Mi fu proposta la responsabilità di capitolo e accettai con il desiderio che emergessero giovani donne. Ero decisa a volere una casa tutta mia, aperta a kosen-rufu, ma arrivò un nuovo amore con promesse di vita insieme. Gli anni passarono e il mio obiettivo si allontanò, finché un giorno decisi di riprendere da dove avevo interrotto e andai a vivere da sola. Le cose col mio fidanzato precipitarono, capimmo che non avevamo più lo stesso progetto e decidemmo di separare le nostre strade. Comprai casa e la resi disponibile per l’attività, le giovani donne del capitolo da cinque divennero venti e quando credevo di avere già dato il mio contributo alla Divisione giovani, assaporando l’idea del passaggio di Divisione, mi fu proposta la responsabilità di territorio. Decisi che nei due anni successivi avrei dato il doppio, nonostante il senso di inadeguatezza che mi accompagnava sempre.

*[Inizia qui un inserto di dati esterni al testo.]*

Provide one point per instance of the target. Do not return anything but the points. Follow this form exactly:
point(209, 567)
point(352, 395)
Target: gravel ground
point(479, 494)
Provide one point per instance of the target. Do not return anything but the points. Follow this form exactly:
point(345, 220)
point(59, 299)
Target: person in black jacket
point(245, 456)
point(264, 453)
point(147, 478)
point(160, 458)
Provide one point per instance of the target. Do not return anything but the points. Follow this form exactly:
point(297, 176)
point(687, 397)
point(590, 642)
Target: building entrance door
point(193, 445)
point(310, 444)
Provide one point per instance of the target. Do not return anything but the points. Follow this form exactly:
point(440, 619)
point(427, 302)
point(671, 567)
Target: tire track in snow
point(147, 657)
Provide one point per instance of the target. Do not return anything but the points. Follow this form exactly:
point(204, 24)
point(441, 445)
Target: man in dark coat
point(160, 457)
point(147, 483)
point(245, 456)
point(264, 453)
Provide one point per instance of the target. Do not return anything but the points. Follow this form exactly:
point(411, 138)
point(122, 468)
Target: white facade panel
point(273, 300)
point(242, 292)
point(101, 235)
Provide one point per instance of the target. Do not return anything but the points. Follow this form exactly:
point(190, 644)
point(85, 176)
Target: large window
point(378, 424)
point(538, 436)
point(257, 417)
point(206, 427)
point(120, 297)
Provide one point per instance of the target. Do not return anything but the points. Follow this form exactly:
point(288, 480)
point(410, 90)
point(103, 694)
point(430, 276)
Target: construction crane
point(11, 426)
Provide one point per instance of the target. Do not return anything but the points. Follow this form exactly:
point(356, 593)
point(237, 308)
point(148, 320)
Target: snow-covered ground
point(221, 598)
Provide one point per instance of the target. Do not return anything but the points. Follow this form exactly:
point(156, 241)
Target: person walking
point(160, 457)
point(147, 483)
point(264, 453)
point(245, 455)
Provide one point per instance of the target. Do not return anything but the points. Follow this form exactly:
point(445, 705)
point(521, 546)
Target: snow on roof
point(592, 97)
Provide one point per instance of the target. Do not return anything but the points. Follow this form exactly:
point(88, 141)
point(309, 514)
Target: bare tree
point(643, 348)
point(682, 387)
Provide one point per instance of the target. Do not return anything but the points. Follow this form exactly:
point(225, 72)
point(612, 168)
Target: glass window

Durante i preparativi del primo corso del territorio Emilia, fu diagnosticato un tumore ai polmoni a mio padre e la disperazione mi pervase. Feci il grande sforzo di trasformare la paura e decisi che sarei stata il pilastro della mia famiglia. Mi buttai nei preparativi del corso, sperimentando un Daimoku che non lasciava spazio al dubbio. I tempi tra accertamenti e intervento furono brevi: il chirurgo disse che il tumore era più piccolo del previsto e dopo una settimana mio padre fu dimesso. Questa esperienza mi diede il coraggio di prendere delle decisioni: interruppi l’ennesima relazione sentimentale che mi rendeva infelice, così come un secondo lavoro di truccatrice in cui da troppo tempo lavoravo gratuitamente, capendo che quello che facevo aveva valore. Oggi io e la mia titolare stiamo realizzando il nostro sogno di lavorare in spazi più adatti alle nostre esigenze riqualificando la nostra professionalità e, di pari passo, sto realizzando il mio “obiettivo impossibile”: ho incontrato Marco con cui sto costruendo una relazione fatta di progetti comuni. Le giovani donne sono state la scintilla per cui lottare e le occasioni di attività nella Divisione giovani mi hanno permesso di sviluppare un forte io.